## Chapter 7 - Ensemble Learning and Random Forests

### Bagging and Pasting

One way to get diverse classifiers is to use different models. Another way is to use the same model but train it on different subsets of the training set. 

Training a model can be done on randomly drawn subsets of the training set. If drawing is with replacement it is called bagging or bootstrapping. If drawing is without replacement it is called pasting.

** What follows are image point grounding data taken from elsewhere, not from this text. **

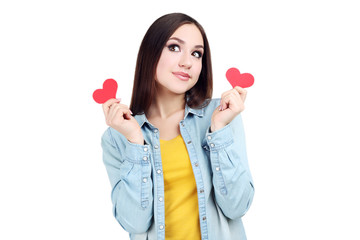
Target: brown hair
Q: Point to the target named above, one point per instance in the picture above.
(149, 54)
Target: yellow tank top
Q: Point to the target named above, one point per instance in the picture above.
(181, 203)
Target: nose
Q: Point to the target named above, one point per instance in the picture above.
(185, 61)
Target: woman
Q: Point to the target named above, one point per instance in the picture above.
(177, 162)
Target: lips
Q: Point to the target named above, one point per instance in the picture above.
(182, 76)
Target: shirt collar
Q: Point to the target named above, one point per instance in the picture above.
(141, 118)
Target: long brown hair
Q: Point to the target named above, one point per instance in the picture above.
(149, 54)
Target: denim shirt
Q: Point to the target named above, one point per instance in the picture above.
(219, 162)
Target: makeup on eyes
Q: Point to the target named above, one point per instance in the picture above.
(174, 45)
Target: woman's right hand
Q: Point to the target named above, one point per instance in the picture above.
(118, 116)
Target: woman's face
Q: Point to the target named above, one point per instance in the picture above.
(180, 62)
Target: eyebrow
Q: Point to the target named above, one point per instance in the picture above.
(183, 42)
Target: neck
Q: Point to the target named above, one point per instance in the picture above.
(165, 105)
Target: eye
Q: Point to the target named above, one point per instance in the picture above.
(197, 54)
(174, 48)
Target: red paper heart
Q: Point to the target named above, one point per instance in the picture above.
(235, 78)
(108, 91)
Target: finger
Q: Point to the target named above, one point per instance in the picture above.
(223, 104)
(242, 92)
(230, 99)
(108, 103)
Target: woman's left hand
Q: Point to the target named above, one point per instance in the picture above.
(231, 104)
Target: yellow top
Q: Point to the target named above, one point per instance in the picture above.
(181, 203)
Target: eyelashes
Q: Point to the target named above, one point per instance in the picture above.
(176, 48)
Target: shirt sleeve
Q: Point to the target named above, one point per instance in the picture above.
(232, 180)
(129, 171)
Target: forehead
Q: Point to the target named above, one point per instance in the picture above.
(189, 33)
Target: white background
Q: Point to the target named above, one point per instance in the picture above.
(301, 118)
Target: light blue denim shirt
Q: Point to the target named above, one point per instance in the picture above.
(219, 162)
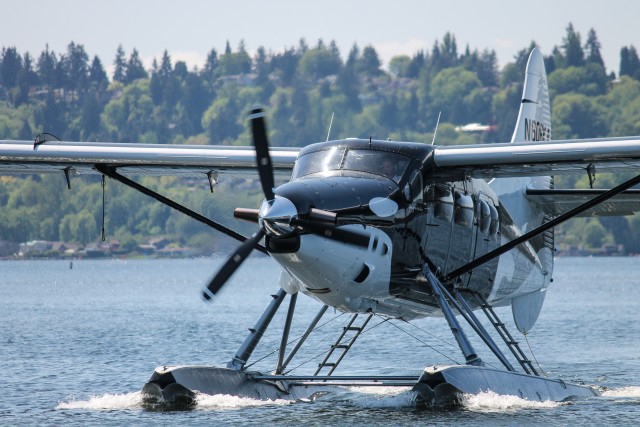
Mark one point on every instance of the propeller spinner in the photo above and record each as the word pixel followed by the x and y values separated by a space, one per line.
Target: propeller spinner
pixel 278 216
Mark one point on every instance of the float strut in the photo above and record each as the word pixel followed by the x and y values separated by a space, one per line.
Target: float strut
pixel 256 333
pixel 467 349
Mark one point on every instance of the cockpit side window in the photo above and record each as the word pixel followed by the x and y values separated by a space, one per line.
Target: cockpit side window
pixel 390 165
pixel 318 162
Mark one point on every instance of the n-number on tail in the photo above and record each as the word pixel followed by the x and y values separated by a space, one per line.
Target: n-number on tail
pixel 534 124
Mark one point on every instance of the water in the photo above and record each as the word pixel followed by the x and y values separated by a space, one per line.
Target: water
pixel 76 346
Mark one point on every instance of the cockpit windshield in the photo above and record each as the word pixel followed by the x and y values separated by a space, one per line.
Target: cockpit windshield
pixel 327 162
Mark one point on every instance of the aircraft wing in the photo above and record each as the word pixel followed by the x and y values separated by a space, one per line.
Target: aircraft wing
pixel 555 202
pixel 537 158
pixel 25 157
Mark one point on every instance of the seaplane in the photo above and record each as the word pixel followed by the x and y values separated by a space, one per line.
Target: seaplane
pixel 397 230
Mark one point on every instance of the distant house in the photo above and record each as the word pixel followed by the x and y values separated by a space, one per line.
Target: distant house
pixel 35 247
pixel 8 248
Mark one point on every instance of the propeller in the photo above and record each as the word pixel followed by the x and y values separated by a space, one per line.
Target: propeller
pixel 319 222
pixel 231 265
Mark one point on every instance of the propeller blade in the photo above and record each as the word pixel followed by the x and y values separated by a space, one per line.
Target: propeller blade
pixel 247 214
pixel 349 237
pixel 231 265
pixel 261 144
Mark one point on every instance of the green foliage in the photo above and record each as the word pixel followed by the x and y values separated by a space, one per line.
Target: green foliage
pixel 301 88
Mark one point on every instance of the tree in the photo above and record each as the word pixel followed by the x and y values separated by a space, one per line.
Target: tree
pixel 572 47
pixel 120 66
pixel 592 48
pixel 369 63
pixel 448 92
pixel 629 62
pixel 399 65
pixel 11 65
pixel 97 75
pixel 578 116
pixel 75 65
pixel 134 69
pixel 46 67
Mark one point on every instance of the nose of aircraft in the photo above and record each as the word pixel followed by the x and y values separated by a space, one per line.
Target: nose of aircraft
pixel 276 216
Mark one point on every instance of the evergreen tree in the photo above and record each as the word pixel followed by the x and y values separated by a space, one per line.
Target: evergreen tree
pixel 11 67
pixel 572 47
pixel 120 65
pixel 75 65
pixel 97 75
pixel 592 48
pixel 369 63
pixel 629 62
pixel 46 67
pixel 134 69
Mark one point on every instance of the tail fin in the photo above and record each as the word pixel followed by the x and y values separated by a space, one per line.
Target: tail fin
pixel 534 119
pixel 534 124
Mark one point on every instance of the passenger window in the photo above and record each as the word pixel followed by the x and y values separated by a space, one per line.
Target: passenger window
pixel 463 213
pixel 443 206
pixel 484 217
pixel 495 223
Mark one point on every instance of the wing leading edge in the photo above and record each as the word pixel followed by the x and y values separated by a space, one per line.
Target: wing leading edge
pixel 22 157
pixel 537 158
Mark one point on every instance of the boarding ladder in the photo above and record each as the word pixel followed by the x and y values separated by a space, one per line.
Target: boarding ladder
pixel 506 336
pixel 339 349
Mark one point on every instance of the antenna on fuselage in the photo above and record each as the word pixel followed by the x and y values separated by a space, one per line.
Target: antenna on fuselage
pixel 330 124
pixel 433 141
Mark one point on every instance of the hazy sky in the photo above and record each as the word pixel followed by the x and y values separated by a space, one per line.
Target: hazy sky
pixel 189 29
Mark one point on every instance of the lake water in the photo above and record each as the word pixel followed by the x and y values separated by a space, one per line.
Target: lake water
pixel 76 346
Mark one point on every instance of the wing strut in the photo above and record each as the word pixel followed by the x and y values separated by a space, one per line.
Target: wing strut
pixel 111 172
pixel 539 230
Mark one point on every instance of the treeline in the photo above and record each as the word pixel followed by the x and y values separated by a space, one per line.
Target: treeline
pixel 302 87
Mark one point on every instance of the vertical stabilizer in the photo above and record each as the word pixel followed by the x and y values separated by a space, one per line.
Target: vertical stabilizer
pixel 533 124
pixel 534 119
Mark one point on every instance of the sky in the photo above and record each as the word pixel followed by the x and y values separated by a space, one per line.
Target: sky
pixel 189 29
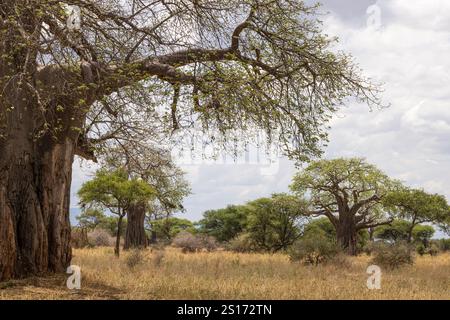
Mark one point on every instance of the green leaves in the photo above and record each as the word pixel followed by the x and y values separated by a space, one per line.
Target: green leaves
pixel 115 191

Once all predictors are trained, the ensemble can make a prediction for a new instance by simply aggregating the predictions of all predictors (e.g. using a hard voting classifier).  Aggregating predictors reduce both bias and variance. Also, these different predictors can be trained in parallel. This is also why they are preferred - they scale very well.

In [1]:
from sklearn.model_selection import train_test_split
from sklearn.metrics import accuracy_score

from sklearn.tree import DecisionTreeClassifier
from sklearn.ensemble import BaggingClassifier, RandomForestClassifier, ExtraTreesClassifier

from sklearn.datasets import make_moons

In [2]:
X, y = make_moons(n_samples=500, noise=0.30, random_state=42)
X_train, X_test, y_train, y_test = train_test_split(X, y, random_state=42)

In [3]:
# Train for bagging classifier
bag_clf = BaggingClassifier(DecisionTreeClassifier(), n_estimators=500, 
                            max_samples=100, bootstrap=True, n_jobs=-1)
bag_clf.fit(X_train, y_train)
y_pred = bag_clf.predict(X_test)

The out-of-bag instances can be used to perform evaluation.

In [4]:
# Train for bagging classifier using OOB
bag_clf2 = BaggingClassifier(DecisionTreeClassifier(), 
                            n_estimators=500, max_samples=100, bootstrap=True, 
                            n_jobs=-1, oob_score=True)
bag_clf2.fit(X_train, y_train)
# Obtain the oob score
print(bag_clf2.oob_score_)
# Obtain the decision function for each OOB sample
print(bag_clf2.oob_decision_function_[:3])

0.92
[[0.35449735 0.64550265]
 [0.43684211 0.56315789]
 [1.         0.        ]]


In [5]:
# Accuracy score for the test set
y_pred2 = bag_clf2.predict(X_test)
print(accuracy_score(y_test, y_pred2))

0.928


On top of this, you can sample features too. Then each predictor will be trained on a random subset of the input features. This uses the `max_features` param.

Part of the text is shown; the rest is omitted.